Roberts, a Mecklenburg County commissioner, has raised $250,000.

Pittenger came under fire in the primary for some business deals. Among the 1,700 investors in his real estate partnerships are two state lawmakers, a congressman and a former governor.

Before two dozen people at the Chamber, Roberts and Pittenger offered stark differences.

Asked whether he supports continued federal funding for light rail or commuter rail, Pittenger made his position clear: “I’m committed to roads,” he said.

Pittenger said even an expanded rail system would take a relatively small number of commuters off highways. He would use money instead to widen roads such as Interstates 77 and 85 and U.S. 74.

Charlotte officials hope to expand the city’s light-rail system, funded in part with a half-cent sales tax. One audience member asked Pittenger why in 2007 he fought unsuccessfully to repeal that tax, which was backed by then-Mayor Pat McCrory.

Because he’d heard from commuters tired of being stuck in traffic, he said.

Roberts offered a different view.

“We need to expand … rail,” she said.

She argued that building and maintaining roads also is expensive. And she said rail critics overlook the millions in private investment that the Blue Line rail has brought.

“We have one of the greatest success stories in the country with our light rail,” she said.

On health care, Pittenger said President Barack Obama’s Affordable Care Act will raise costs. “What we believe is in a patient-physician relationship,” he said. “The government has to get out of the way.”

Roberts suggested improvements in so-called Obamacare, which she said would do little to cut health care costs. She praised provisions like the ones that would bar insurers from denying coverage to people with pre-existing conditions and allow children to stay on their parents’ plan until 26.

Pittenger also favored turning Medicaid, a program for the poor and disabled shared by state and federal governments, over to the states in the form of block grants.

Roberts said that would pose problems, particularly in some states.

Both candidates were asked about the deficit-reduction plan drafted by a commission co-chaired by Bowles, a Democrat, and former GOP Sen. Alan Simpson of Wyoming.

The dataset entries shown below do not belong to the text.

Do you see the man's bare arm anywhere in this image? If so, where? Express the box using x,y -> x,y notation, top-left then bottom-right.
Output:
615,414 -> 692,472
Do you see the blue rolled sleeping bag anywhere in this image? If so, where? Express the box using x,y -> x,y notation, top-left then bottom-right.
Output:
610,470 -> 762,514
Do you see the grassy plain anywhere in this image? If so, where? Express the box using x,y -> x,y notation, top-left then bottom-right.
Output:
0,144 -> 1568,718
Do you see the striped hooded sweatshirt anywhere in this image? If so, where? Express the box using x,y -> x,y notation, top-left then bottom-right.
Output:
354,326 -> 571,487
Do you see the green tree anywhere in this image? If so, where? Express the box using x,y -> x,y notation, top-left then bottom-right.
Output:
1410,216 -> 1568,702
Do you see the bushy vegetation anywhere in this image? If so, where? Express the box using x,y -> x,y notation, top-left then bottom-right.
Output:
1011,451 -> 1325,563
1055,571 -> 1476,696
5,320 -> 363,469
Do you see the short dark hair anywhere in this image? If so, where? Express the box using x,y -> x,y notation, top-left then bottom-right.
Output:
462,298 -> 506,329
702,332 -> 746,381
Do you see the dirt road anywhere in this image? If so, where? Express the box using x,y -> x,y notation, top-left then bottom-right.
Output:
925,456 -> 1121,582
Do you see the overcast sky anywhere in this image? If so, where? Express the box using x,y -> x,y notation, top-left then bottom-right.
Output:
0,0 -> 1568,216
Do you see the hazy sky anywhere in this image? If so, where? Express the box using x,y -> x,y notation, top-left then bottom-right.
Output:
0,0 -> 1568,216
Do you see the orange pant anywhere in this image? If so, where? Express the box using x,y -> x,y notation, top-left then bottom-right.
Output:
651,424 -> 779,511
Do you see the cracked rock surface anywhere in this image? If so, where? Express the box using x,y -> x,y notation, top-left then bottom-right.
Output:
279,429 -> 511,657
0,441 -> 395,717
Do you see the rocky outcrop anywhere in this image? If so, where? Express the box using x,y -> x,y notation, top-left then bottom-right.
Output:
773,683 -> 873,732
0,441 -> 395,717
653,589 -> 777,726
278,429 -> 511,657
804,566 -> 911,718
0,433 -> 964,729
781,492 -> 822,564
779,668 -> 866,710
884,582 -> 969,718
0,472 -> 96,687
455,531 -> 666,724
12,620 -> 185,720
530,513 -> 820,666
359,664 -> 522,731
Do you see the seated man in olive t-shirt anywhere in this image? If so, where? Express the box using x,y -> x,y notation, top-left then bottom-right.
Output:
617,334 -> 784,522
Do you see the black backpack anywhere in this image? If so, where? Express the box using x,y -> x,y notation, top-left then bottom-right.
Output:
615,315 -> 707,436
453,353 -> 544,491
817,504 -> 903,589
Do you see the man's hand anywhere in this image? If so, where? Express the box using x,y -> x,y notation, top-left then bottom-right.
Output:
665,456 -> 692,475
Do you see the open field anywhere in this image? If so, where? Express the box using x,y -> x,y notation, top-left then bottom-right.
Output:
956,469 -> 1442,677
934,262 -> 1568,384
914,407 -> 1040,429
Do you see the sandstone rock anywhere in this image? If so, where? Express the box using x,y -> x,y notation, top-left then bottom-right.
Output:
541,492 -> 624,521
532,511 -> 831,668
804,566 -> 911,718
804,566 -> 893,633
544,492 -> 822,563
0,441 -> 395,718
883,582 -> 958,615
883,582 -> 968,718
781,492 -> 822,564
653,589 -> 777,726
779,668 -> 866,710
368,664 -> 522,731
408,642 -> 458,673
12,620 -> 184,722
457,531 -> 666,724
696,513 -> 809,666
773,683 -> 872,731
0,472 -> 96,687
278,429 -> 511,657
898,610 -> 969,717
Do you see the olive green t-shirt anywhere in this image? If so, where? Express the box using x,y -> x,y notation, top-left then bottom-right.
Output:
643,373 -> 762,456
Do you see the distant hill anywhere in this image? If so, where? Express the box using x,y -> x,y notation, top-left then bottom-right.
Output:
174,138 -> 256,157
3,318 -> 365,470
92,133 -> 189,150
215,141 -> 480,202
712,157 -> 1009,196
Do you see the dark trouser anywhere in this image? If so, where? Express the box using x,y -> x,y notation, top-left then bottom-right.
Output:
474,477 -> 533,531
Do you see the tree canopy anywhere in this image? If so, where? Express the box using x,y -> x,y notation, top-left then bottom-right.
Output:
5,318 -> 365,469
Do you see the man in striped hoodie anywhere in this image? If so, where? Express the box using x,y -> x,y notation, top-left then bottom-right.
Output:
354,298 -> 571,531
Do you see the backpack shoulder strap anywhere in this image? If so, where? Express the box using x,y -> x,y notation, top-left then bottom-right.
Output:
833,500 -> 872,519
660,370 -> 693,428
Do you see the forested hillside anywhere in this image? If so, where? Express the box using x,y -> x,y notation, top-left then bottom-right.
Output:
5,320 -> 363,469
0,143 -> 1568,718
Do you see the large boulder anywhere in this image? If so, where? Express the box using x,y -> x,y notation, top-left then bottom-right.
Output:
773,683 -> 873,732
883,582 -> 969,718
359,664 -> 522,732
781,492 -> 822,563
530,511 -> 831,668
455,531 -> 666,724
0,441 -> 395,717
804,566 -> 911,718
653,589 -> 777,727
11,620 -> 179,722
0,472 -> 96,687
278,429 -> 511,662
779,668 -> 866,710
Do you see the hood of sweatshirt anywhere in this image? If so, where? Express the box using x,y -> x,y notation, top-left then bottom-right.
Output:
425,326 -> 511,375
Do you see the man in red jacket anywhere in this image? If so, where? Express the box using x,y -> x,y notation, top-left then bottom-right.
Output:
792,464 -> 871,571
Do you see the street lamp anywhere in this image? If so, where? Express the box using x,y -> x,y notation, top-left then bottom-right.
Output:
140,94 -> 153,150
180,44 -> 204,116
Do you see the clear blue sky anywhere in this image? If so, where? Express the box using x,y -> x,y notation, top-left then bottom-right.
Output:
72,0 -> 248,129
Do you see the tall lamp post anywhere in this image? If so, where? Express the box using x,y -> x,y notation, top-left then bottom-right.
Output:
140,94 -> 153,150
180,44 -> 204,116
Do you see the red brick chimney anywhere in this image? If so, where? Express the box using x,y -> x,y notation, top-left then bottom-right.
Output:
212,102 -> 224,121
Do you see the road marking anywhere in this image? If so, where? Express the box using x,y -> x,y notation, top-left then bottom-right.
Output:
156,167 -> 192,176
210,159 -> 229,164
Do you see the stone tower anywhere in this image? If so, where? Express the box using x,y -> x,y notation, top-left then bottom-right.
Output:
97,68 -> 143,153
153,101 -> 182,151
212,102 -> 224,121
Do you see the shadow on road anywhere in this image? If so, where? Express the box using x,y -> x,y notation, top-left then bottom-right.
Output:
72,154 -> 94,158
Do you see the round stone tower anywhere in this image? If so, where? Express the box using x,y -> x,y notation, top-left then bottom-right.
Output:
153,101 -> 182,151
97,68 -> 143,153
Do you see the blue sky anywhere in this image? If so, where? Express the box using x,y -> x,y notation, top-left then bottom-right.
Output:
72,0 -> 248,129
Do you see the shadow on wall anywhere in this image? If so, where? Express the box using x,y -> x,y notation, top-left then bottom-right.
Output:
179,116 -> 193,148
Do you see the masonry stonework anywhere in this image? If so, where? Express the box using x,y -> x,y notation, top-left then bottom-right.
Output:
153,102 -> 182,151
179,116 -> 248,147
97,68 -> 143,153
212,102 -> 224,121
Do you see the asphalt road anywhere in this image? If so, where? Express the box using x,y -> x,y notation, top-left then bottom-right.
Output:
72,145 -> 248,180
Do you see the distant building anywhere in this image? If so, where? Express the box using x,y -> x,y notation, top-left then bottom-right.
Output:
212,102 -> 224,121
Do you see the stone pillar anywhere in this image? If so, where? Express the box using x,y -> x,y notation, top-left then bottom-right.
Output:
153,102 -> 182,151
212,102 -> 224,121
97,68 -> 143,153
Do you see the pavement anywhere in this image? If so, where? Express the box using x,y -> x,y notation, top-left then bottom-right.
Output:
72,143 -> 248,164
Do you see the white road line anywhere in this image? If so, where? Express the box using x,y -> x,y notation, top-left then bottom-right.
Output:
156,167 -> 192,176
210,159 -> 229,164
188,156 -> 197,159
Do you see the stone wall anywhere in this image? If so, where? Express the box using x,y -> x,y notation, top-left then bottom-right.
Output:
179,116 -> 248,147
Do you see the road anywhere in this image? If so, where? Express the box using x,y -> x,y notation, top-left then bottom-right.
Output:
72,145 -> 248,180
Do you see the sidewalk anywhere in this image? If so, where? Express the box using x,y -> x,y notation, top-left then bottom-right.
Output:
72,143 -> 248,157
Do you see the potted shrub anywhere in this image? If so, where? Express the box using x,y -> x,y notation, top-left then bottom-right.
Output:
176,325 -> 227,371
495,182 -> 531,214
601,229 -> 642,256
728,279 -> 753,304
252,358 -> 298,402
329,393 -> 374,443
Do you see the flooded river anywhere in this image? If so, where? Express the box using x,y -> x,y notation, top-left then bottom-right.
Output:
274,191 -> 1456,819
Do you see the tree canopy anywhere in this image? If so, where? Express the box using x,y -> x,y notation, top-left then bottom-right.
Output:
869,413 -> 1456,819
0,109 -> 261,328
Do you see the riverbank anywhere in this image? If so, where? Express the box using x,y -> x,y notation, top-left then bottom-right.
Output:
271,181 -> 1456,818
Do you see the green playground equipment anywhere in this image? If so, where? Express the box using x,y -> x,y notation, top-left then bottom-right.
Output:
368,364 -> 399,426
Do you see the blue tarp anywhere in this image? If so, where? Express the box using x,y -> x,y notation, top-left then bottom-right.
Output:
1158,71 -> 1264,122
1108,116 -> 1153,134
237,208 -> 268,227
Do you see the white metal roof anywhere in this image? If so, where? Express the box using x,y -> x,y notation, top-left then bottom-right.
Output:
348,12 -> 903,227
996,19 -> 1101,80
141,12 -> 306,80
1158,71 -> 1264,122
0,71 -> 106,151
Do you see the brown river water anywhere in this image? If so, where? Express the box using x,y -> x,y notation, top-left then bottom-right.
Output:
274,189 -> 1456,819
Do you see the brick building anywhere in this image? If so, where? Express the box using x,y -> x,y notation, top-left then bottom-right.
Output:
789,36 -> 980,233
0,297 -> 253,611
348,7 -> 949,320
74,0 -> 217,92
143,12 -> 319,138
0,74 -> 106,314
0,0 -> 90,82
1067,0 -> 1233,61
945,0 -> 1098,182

The 2010 plan would have reduced the federal debt by nearly $4 trillion through a three-to-one mix of spending cuts and tax revenue increases.

Roberts said she would use it as a starting point. “I’d tweak it,” she said, offering no details.

Pittenger said he wouldn’t support it. Later, speaking to a reporter, he said he likes parts of the plan but overall called it “a $2 trillion tax.”

“There are a lot better ways to do it,” he said.